With the advent of the electronic cash registers and a special computer program written to tabulate sales it became apparent to our bookkeeper the embezzlement was going to be found out-so he decided to confess in a meeting after coming clean to the treasurer. The collective voted to forgive (aka not prosecute) him and soon our pay was restored. He very quickly left town. The trusted and well-loved neighborhood cleaner who let in a group of guys who stole tons of food at night was also not prosecuted. We caught her with a sting operation. She was immediately fired. The betrayal stunned many workers in the collective.
The Grocery Store did not have the room for all the products our customers wanted, so the General Store was born in a separate location down the block, at 3169 16th Street. It was supposed to make a good amount of money, after all it sold higher priced items with a bigger profit margin. Instead it was bleeding cash and putting a strain on the grocery store. The solution was to do an inventory, which involved counting everything in the store on the evening of November 6. Cashiers after that paid close attention to hitting the right buttons for each department. When all the calculations were done following the New Year’s inventory it was discovered the Vitamin department was losing money. Inquiry revealed the buyer had been giving a 10% discount off of cost instead off of 10% off of suggested retail. Properly educated she kept her job as vitamin buyer. The General Store never lost money after that.
The General Store bought some display cases and positioned a register at the front door, which no doubt cut down on shoplifting. Still people tried and sometimes workers would run down the street and get merchandise back from the thieves.
A chart of the financial statements I made. It shows how explosive the growth was in the first years.
Courtesy Ryan Sarnataro
The General Store was quite a success story doing a huge business not only in vitamins and “bath & body” but in housewares, successfully competing with the likes of Macy’s Cellar and selling thousands of new-fangled swing arm lamps. We also had gift items and during the exciting Christmas rush would need two people on each of the two registers to handle the volume.

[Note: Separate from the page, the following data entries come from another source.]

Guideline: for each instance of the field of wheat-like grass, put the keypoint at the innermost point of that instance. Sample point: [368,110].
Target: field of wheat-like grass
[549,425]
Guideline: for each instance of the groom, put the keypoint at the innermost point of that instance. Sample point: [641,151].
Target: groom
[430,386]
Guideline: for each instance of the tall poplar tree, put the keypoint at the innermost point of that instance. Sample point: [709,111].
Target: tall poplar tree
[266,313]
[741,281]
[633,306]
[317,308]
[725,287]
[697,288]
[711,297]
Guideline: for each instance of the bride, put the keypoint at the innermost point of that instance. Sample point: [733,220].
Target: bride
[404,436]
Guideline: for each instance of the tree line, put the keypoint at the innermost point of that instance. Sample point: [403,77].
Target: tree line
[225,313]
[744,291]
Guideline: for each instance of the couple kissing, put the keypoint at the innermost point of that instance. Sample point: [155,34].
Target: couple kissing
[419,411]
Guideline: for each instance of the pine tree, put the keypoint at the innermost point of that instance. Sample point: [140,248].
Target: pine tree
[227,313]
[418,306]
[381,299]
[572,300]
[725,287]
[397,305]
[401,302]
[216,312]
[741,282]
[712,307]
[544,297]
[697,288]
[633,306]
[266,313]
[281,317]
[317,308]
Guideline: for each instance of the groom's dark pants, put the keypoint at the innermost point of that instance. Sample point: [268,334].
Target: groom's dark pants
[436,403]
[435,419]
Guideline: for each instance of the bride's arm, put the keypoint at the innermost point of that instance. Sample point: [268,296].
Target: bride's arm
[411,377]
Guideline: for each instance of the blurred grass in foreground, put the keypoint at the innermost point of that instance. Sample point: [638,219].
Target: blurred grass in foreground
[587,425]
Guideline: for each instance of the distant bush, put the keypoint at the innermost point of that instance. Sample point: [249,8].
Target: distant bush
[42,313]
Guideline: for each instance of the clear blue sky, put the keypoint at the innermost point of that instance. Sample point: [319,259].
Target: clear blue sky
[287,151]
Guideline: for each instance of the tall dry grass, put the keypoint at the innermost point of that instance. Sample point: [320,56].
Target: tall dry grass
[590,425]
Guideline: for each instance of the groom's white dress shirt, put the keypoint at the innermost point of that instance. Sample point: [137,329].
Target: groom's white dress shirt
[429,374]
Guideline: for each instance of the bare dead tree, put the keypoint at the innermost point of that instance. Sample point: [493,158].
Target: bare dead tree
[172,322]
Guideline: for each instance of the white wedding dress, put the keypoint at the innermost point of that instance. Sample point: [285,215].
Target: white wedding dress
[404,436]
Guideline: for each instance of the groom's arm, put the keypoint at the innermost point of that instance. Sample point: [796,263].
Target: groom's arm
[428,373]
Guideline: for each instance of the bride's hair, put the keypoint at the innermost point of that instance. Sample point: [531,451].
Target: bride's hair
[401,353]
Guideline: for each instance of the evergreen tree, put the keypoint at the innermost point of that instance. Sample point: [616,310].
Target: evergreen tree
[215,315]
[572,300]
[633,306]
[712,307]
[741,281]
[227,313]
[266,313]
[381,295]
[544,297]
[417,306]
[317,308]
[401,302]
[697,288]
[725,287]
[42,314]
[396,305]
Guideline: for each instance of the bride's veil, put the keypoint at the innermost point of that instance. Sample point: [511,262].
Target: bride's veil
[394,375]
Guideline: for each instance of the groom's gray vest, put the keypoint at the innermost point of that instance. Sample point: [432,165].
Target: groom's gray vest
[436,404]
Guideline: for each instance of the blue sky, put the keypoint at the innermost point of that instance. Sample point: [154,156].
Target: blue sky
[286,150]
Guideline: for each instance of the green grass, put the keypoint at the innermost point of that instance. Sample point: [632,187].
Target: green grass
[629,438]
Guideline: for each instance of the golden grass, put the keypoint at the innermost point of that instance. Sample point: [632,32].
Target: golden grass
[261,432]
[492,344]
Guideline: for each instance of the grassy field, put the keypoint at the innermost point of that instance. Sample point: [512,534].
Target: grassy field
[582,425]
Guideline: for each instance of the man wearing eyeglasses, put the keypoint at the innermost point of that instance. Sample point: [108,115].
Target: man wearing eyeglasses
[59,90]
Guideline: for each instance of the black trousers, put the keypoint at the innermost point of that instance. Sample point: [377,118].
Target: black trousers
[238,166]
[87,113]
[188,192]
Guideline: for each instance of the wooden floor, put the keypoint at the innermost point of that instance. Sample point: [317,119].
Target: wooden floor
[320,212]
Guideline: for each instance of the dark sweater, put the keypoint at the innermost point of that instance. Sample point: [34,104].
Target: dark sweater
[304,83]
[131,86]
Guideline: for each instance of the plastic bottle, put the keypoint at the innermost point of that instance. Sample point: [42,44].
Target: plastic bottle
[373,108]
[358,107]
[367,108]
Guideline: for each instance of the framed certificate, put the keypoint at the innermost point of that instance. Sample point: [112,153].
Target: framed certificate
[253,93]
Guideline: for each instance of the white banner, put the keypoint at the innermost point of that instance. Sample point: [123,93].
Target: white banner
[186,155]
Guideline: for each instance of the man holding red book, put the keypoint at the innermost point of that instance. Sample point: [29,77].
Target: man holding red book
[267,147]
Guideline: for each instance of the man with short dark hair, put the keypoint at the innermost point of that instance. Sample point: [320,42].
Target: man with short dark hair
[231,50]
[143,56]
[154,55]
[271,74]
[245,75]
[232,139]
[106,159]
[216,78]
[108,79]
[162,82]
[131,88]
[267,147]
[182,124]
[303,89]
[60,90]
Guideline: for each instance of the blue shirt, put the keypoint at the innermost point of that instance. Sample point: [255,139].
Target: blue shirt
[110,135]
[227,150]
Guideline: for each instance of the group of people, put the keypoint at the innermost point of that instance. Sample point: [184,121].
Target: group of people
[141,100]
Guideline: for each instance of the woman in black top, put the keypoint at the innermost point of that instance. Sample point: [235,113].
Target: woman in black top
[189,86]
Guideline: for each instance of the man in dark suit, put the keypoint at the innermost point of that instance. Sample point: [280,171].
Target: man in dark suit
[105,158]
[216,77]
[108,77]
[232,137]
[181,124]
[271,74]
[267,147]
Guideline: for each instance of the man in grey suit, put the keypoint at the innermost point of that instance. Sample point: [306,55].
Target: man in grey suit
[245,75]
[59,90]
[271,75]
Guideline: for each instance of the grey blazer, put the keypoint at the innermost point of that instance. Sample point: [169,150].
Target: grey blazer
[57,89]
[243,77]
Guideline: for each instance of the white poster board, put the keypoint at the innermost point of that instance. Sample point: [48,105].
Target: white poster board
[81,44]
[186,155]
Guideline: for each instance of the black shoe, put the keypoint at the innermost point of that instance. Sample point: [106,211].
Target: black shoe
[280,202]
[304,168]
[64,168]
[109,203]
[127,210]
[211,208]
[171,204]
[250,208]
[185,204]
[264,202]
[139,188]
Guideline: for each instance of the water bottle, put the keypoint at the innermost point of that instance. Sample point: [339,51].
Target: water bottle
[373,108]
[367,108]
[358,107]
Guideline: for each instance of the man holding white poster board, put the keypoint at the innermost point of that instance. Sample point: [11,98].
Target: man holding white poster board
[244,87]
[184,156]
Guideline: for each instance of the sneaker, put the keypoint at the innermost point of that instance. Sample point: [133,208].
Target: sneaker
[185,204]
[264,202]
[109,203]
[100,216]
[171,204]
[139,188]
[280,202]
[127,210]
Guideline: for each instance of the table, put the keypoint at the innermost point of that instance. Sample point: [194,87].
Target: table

Rainbow Grocery grew, in part, by squeezing more product into our tiny 1700 sq. ft. space. This meant building shelves where there had been empty space, changing from selling bulk out of barrels to efficiently designed bins with shelves on top. Sure enough more stuff to sell meant more people buying and the quiet zone with potted plants in the front window was supplanted by a third cash register. The store went from Sunday as a day of rest to being open 7 days a week when five workers volunteered to work that day, initially keeping the store open for just 5 hours.
Profit margins are vital even if food is for people. One way they were increased over the 10%/20% markup policy was by pocketing rather than passing on sale prices and bulk discounts being offered to us by sales reps. Our highest-in-the-food-system volume meant access to special deals. We began to forward buy, stocking up on sale items and doling them out over the next month or so. Still our pricing policy was egalitarian. We wanted the little old lady buying 25¢ worth of masa harina to pay the same unit price as someone loading up a shopping cart. Rewards programs and volume discounts were considered just another way to subsidize the well off and discriminate against the poor.
The walk in cooler was a very busy place with different department stockers taking care of their inventory. Workers were free to make their own rules and so some were in there barefoot. I was in there once bumping against another worker when she said to me–“Did you hear, I’m in labor”. Obviously, the shelves needed to be full before she went off to give birth. This was the kind of work ethic that made Rainbow successful.